SPRING RAIN, SUMMER HEAT by Josh Peterson
A5, 182 pages, Black & white printed, Perfect bound, Softcover, 2020
I'm writing this from the psychiatric ward of the county hospital. It's an odd place, with low ceilings, on the fourth floor. There are ongoing renovations in-progress, with no scheduled completion in sight. The window at the check-in station is a bursting, shattered web held in place with sheets of Plexiglas, in lieu of repair. I ask a brunette orderly about it; she says it was done by a patient, but that she feels it's a good representation of the facility, its function, and us patients.

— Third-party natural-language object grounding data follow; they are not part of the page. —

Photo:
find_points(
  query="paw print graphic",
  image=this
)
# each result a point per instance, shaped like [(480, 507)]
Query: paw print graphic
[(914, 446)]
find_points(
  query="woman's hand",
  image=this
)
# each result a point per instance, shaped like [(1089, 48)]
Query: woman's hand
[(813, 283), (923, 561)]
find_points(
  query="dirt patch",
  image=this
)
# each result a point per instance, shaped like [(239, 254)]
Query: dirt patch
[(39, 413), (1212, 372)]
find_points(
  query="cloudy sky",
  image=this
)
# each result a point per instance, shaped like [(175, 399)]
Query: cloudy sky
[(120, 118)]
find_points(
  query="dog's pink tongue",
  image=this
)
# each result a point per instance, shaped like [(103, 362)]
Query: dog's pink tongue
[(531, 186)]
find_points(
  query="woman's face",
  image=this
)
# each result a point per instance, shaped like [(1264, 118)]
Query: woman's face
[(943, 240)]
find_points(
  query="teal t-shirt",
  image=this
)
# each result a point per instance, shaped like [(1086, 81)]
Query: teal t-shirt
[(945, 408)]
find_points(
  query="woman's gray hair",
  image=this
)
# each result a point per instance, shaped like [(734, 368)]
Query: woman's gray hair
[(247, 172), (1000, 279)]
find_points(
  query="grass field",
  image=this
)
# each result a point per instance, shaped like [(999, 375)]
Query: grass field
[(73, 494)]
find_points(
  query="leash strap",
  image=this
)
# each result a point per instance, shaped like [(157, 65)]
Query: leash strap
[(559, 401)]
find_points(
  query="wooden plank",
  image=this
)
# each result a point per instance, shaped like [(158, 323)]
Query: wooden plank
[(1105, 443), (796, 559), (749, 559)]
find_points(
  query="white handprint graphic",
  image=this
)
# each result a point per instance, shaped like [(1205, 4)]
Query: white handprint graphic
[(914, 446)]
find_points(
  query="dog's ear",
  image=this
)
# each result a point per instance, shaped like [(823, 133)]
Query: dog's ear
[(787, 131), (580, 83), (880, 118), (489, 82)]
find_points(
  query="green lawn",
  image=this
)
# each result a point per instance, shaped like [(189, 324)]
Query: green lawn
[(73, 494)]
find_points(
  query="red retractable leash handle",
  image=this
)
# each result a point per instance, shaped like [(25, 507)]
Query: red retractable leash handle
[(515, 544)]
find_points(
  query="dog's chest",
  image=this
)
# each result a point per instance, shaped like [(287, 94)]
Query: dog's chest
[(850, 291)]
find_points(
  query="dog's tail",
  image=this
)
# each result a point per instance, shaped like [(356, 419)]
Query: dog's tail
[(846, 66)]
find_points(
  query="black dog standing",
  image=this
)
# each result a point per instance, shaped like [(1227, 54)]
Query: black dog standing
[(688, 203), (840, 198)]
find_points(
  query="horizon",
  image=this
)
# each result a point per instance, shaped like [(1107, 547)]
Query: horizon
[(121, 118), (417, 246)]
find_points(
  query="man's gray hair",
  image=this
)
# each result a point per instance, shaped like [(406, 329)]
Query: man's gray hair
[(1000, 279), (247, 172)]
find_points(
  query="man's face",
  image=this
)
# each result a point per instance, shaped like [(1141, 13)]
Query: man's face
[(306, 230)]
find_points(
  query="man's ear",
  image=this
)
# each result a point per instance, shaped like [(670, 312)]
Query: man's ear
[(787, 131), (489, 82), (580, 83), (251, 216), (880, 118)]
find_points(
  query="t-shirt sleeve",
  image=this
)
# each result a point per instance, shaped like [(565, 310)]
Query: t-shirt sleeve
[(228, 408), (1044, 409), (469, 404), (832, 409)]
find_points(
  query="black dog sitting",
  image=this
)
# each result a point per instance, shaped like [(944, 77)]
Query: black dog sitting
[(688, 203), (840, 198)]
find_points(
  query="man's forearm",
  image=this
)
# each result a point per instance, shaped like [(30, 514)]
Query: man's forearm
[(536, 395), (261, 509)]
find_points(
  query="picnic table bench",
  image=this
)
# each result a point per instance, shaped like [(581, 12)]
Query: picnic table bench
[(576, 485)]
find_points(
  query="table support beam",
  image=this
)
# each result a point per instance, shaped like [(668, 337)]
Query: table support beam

My room nears the end of a hallway, with safety windows that cannot be opened and furniture that is too heavy to lift. There is, at least, a private toilet. The heater's metallic buzz drone substitutes my desire for music. The walls look a pallid beige in day and a medical lavender after dark. The fixtures are grey brushed steel.
Soon, my mother will visit, as my stay here wears out its use. I came here of my own accord, and am fortunate enough to have the option of leaving in the same manner tomorrow. Overworked and patronizing doctors don't want me elongating their short hours, anyhow. I've got a publisher wondering why I haven't yet replied to an email, and several assignments to finish. My nails could use a trim, and my stubble is Velcro against my mask. Most of all, I miss my dog. I'm sure the two of them understand. These – these kind souls.
In honesty, it felt good to get it off my chest. I told them (almost) everything: the history of abuse, the crimes, the shattered family, the dead friends, the drinking, the drugs. Nobody ever asks about any of the murders.
And best of all, a sexy boy smiled at me.